Tutoring Spanish Language Requirement Students at the Language Resources Center: SPN 380 Peer Tutoring students Kelly Cassidy, Phoenix Deruosi, Crusilda Joaquin, Joviana Morin, Marileidy Nolasco and Melanie Orellana are tutoring students in the Spanish language requirement courses as a part of a yearly opportunity offered through this internship course. The students involved are creating tutoring materials, helping students understand course information, practice their communicative skills and get ready for tests. They meet in the departmental Language Resource Center for the sessions.

Assistant Teachers of Italian

Advanced students of Italian are assisting high school teachers of Italian at Gloucester and Lexington High School. Some students are also assisting Professors of beginner and intermediate levels of Italian at Salem State. Students are learning teaching methodology and are responsible for: correcting homework; helping students in need in/outside of class; create teaching activities/worksheets/lesson plans; presenting grammar and cultural topics; posting a weekly online journal that reflects on changes/what worked or didn’t work/why; develop an e-teaching portfolio.

Lindsay Asaro teaching the past tense at Gloucester High School

Guided-Tour at the Isabella Stewart Gardner Museum

Advanced students of Italian planned a comprehensive guided tour to the Isabella Steward Gardner Museum in Boston, on Saturday April 1st, 2017, open to the community. Students were responsible for contacting the museum’s representatives, deciding dates and type of tour, advertising the event online and on paper, posting flyers on campus, developing an itinerary and a brochure with practical information on how to reach the museum, meeting and accompanying participants, and developing a bilingual brochure on three Renaissance paintings. The Italian Club generously sponsored both the tour and the cost of public transportation for 16 participants. (See the related article in this issue of Lingua Franca.)

Genealogical research

Advanced students of Italian volunteered to do a genealogical research on Italian families in Massachusetts. The Spinelli and Bavosi families, respectively of Peabody and Mildford, were chosen. Students were responsible for research for ancestors and for building a genealogical tree, researching city of origin and arrival, interviewing family members, developing a set of questions in both English and Italian, translating the interview, and creating subtitles in both English and Italian (when videos were included). Students will share their findings with members of the community through the Italian Club.
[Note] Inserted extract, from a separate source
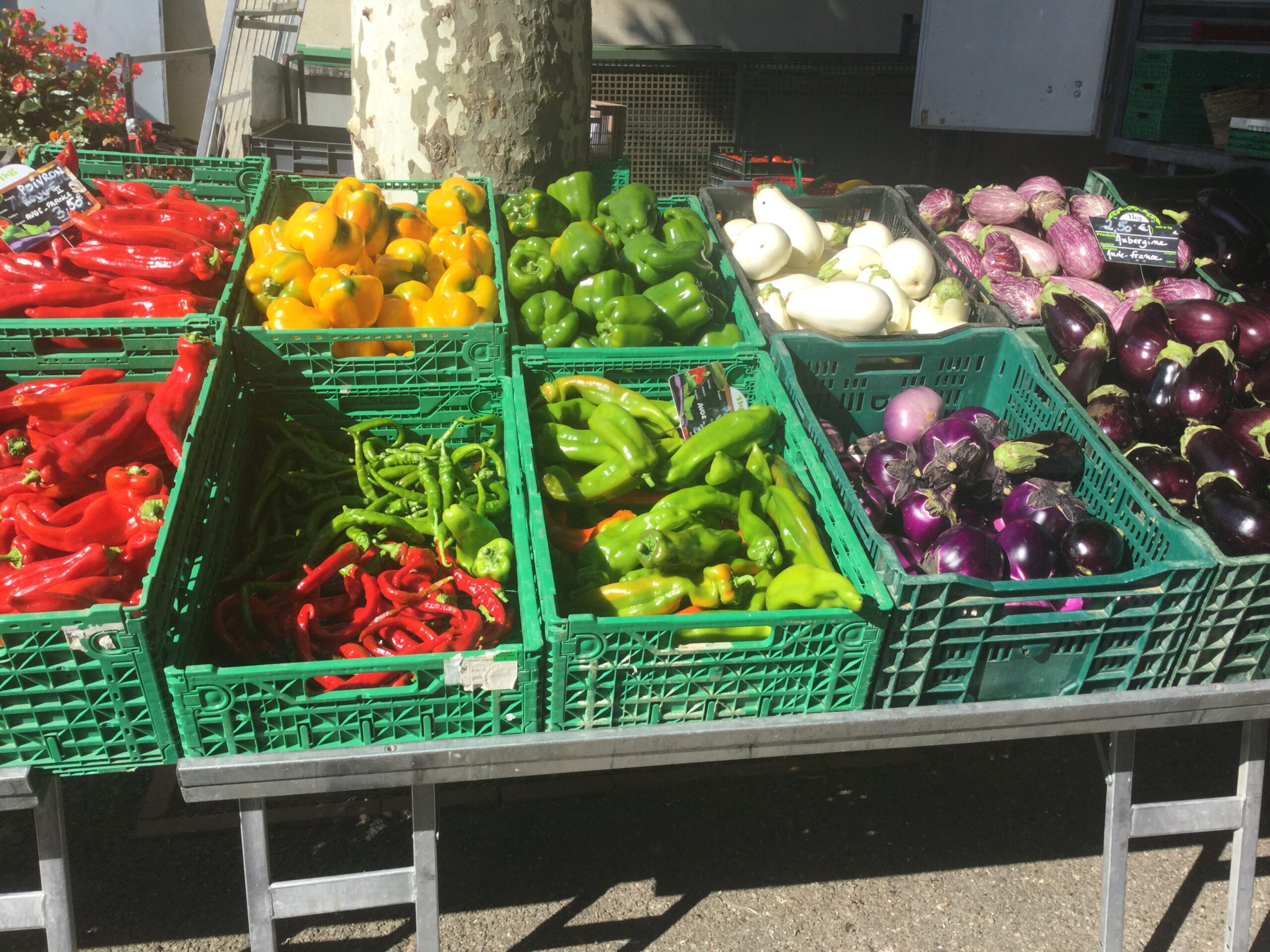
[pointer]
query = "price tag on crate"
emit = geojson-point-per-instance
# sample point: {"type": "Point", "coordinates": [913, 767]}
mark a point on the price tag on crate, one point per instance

Italian Food for Vegetarians

Advanced students of Italian volunteered to develop a brochure for vegetarian travelers to Italy. Students were responsible for researching on Italian products/ingredients, researching on the Italian “Slow Food” movement, developing an informative bilingual brochure to promote vegetarianism through Italian cuisine, developing a bilingual vegetarian regional menu listing the most representative Italian vegetarian dishes/recipes, and describing where/how products are grown/used/treated. Students will share their findings with members of the community through the Italian Club.

Why study Italian?

Advanced students of Italian volunteered to develop a promotional video that includes SSU students and professors of Italian as well as members of the Salem community at large to elaborate on the reasons to study Italian. Students are responsible for interviewing selected members, developing study questions, editing videos, developing subtitles in both languages, and sharing the final product online.